Coordinating growth and maturation - insights from Drosophila

Abstract

Adult body size in higher animals is dependent on the amount of growth that occurs during the juvenile stage. The duration of juvenile development, therefore, must be flexible and responsive to environmental conditions. When immature animals experience environmental stresses such as malnutrition or disease, maturation can be delayed until conditions improve and normal growth can resume. In contrast, when animals are raised under ideal conditions that promote rapid growth, internal checkpoints ensure that maturation does not occur until juvenile development is complete. Although the mechanisms that regulate growth and gate the onset of maturation have been investigated for decades, the emerging links between childhood obesity, early onset puberty, and adult metabolic disease have placed a new emphasis on this field. Remarkably, genetic studies in the fruit fly Drosophila melanogaster have shown that the central regulatory pathways that control growth and the timing of sexual maturation are conserved through evolution, and suggest that this aspect of animal life history is regulated by a common genetic architecture. This review focuses on these conserved mechanisms and highlights recent studies that explore how Drosophila coordinates developmental growth with environmental conditions.
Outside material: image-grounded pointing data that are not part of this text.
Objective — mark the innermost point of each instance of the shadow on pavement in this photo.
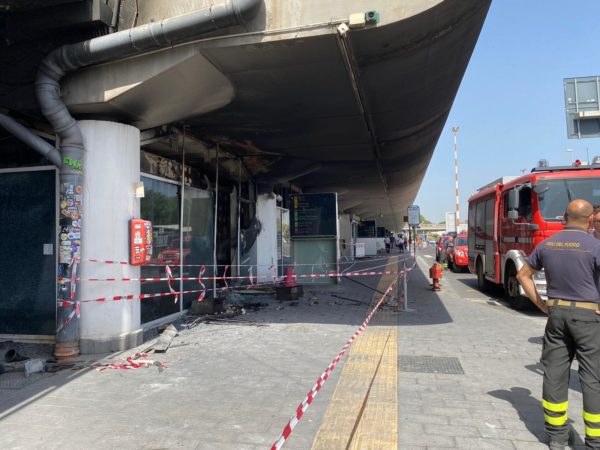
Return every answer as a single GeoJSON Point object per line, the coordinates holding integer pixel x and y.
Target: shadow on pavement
{"type": "Point", "coordinates": [496, 293]}
{"type": "Point", "coordinates": [426, 305]}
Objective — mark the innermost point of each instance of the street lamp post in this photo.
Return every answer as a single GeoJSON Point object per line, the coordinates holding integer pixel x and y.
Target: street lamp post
{"type": "Point", "coordinates": [457, 218]}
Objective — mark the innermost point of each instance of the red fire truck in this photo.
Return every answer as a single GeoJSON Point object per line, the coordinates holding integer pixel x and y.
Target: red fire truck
{"type": "Point", "coordinates": [511, 215]}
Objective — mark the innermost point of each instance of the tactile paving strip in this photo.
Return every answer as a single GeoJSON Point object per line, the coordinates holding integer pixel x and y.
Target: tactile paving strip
{"type": "Point", "coordinates": [430, 364]}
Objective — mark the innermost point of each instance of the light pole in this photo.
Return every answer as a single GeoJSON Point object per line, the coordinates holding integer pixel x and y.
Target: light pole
{"type": "Point", "coordinates": [570, 151]}
{"type": "Point", "coordinates": [457, 218]}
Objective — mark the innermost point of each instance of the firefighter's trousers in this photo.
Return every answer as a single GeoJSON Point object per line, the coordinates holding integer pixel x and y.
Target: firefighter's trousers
{"type": "Point", "coordinates": [571, 332]}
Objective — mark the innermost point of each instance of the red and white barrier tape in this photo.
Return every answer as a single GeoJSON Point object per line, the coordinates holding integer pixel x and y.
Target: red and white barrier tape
{"type": "Point", "coordinates": [130, 363]}
{"type": "Point", "coordinates": [170, 275]}
{"type": "Point", "coordinates": [287, 430]}
{"type": "Point", "coordinates": [116, 298]}
{"type": "Point", "coordinates": [125, 263]}
{"type": "Point", "coordinates": [251, 277]}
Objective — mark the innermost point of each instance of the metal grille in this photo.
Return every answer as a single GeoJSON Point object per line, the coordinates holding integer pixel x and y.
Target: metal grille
{"type": "Point", "coordinates": [430, 364]}
{"type": "Point", "coordinates": [17, 380]}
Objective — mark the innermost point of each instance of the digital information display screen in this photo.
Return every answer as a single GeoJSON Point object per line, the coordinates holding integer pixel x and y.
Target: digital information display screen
{"type": "Point", "coordinates": [313, 215]}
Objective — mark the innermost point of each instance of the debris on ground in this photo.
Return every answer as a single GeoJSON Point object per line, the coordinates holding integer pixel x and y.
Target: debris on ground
{"type": "Point", "coordinates": [165, 339]}
{"type": "Point", "coordinates": [130, 363]}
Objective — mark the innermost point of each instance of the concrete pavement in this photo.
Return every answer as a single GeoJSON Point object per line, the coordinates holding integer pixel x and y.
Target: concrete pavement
{"type": "Point", "coordinates": [467, 378]}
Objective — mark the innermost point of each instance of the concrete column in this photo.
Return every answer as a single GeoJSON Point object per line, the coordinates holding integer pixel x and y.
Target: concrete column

Figure 1. A schematic representation of Drosophila larval growth and development

Drosophila larvae experience exponential growth (black line) as they develop through three distinct larval instars (L1, L2, and L3). Pulses of 20E (blue line) direct progression through the larval molts. The critical weight checkpoint (grey vertical line) occurs near the L2–L3 molt. A series of low-titer 20E pulses occur at ~8, 20, and 28 h after the L2–L3 molt, followed by a high-titer 20E pulse at the end of L3 that triggers puparium formation [7]. If an animal is starved (red lines) prior to the attainment of critical weight, development stalls until the larva finds a new food source, but final body size is unaffected. After critical weight is achieved, starvation inhibits growth but no longer affects developmental progression, resulting in a significantly smaller final body size.
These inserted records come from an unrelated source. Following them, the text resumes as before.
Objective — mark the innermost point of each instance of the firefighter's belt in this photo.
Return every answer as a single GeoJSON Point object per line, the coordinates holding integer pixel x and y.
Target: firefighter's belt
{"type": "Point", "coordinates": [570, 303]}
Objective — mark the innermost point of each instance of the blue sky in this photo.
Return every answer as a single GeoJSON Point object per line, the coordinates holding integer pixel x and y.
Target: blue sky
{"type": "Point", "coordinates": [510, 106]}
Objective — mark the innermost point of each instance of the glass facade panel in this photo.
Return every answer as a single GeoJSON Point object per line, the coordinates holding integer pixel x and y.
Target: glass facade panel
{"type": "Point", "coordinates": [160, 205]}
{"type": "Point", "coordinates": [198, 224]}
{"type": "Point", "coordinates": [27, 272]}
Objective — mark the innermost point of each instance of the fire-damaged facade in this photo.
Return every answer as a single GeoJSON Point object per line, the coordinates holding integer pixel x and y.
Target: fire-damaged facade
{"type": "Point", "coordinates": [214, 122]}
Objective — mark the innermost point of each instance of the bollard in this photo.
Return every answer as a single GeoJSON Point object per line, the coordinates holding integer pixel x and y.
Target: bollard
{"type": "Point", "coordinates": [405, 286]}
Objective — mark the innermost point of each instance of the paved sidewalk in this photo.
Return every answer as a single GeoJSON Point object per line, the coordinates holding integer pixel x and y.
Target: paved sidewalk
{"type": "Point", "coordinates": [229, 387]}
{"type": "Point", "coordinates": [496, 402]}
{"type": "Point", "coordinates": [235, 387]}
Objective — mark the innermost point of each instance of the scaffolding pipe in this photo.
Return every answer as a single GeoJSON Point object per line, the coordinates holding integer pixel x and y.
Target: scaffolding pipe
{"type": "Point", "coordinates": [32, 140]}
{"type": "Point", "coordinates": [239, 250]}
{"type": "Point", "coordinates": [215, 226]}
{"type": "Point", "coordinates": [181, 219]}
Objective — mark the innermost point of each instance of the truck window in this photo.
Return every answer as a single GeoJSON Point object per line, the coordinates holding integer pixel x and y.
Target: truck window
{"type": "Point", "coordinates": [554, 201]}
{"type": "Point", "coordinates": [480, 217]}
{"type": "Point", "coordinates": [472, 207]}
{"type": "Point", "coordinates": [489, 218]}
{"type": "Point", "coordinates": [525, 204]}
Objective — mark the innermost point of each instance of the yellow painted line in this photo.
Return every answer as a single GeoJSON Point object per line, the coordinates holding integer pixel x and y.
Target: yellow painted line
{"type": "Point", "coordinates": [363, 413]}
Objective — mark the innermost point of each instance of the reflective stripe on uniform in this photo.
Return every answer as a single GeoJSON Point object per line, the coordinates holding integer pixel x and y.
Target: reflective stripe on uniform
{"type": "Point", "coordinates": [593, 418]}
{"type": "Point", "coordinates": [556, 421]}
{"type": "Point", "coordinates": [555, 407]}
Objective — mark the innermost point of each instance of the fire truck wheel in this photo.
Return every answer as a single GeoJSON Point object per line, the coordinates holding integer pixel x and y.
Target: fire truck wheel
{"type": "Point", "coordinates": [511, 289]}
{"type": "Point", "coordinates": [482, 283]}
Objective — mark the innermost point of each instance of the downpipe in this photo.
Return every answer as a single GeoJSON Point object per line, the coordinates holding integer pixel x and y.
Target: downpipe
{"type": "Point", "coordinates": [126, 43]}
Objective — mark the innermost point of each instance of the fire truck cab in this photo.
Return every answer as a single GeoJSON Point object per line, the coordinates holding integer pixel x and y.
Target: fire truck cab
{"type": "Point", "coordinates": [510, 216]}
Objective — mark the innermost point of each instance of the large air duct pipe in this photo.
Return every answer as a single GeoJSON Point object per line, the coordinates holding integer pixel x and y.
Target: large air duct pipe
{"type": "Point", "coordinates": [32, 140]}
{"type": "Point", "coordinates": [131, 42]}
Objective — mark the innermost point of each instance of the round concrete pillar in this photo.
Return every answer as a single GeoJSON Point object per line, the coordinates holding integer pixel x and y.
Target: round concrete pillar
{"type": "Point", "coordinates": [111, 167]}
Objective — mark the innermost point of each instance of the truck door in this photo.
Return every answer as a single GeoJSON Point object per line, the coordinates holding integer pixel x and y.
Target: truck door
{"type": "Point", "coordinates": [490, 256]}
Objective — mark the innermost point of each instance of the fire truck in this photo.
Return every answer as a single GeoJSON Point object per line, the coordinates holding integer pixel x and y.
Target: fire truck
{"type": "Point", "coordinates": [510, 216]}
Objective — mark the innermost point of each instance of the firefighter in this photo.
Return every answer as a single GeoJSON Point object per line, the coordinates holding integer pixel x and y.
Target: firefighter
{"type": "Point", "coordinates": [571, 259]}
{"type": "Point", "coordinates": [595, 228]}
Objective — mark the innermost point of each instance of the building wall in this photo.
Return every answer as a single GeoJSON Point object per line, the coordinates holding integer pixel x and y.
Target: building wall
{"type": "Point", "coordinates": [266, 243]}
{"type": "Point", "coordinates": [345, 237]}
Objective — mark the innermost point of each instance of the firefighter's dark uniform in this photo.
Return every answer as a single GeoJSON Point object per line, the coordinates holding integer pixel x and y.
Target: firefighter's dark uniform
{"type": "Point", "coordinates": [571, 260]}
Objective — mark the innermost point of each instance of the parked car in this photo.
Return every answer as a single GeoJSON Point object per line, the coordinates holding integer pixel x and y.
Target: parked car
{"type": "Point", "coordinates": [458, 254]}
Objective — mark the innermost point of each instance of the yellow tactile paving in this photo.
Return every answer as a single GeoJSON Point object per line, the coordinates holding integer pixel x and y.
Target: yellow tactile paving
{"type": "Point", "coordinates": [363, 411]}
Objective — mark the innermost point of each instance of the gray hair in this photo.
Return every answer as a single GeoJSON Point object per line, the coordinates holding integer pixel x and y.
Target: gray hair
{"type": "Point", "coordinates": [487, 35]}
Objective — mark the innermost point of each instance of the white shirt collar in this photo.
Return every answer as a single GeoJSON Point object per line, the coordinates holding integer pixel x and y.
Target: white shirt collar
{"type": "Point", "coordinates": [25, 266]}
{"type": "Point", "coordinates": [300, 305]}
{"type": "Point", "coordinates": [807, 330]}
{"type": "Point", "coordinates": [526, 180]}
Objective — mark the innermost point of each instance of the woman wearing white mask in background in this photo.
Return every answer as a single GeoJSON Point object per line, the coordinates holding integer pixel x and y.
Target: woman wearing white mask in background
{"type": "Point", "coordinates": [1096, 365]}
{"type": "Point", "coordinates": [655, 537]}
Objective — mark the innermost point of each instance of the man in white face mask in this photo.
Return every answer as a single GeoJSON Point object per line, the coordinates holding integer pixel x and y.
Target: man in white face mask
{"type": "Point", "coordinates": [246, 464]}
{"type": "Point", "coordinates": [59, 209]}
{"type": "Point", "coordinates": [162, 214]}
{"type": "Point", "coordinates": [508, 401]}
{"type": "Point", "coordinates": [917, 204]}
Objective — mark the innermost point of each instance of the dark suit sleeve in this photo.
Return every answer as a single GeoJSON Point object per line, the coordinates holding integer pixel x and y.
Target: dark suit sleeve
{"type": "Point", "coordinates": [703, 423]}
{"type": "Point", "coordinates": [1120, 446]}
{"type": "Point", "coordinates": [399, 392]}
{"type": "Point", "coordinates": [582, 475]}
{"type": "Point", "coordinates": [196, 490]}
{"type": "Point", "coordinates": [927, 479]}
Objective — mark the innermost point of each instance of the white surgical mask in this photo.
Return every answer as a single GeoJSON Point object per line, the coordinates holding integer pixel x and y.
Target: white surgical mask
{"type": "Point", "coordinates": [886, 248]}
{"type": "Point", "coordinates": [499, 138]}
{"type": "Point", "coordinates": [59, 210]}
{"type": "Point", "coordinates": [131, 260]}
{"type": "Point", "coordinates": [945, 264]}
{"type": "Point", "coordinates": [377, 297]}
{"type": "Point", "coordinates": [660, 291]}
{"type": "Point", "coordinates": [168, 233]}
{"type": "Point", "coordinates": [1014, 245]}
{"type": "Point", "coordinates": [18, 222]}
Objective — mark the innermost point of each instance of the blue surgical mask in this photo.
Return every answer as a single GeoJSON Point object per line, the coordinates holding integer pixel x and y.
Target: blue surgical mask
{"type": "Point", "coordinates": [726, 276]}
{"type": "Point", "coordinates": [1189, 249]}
Figure 2. The larval fat body regulates systemic growth

Pre-critical weight larval growth is regulated by nutrient-dependent signals that emanate from the fat body. Ingested amino acids are sensed by fat body cells and activate TOR kinase, which promotes the release of an unknown factor that stimulates DILP2 secretion from the insulin-producing cells (IPCs). DILP2, in turn, promotes growth and development in peripheral tissues by binding to the insulin receptor (dInR) and activating the insulin signaling pathway. Additionally, the fat body releasesd ALS and Imp-L2, which form a stable complex with DILP2 and dampen insulin signaling.

Figure 3. A conserved genetic hierarchy regulates animal maturation

A combination of insulin and TGFβ signaling regulates steroid hormone production and maturation in both C. elegans and Drosophila. In worms, dietary nutrients and favorable growth conditions increase TGFβ and insulin signaling in endocrine tissues and stimulate dafachronic acid (DA) synthesis. DA systemically activates the nuclear receptor DAF-12, thereby preventing dauer formation and promoting maturation. In Drosophila, TGFβ signaling in the prothoracic gland (PG) upregulates expression of Torso and the insulin receptor (dInR), which promote ecdysone synthesis in response to PTTH and insulin, respectively. Ecdysone is then released from the PG, converted into 20E, and promotes maturation by systemically activating the ecdysone receptor (EcR).

Figure 4. Ecdysone functions in the fat body to regulate systemic growth

EcR activation by 20E in the fat body inhibits systemic insulin signaling and growth, in part by downregulating dMyc expression. EcR also inhibits PI3K signaling, which allows dFOXO to translocate to the nucleus and activate the expression of target genes. These include dDOR and dilp6, which is also upregulated by 20E–EcR. dDOR further activates EcR signaling, while dilp6 promotes nutrient-independent growth. Grey lines represent genetic interactions that are downregulated by 20E signaling.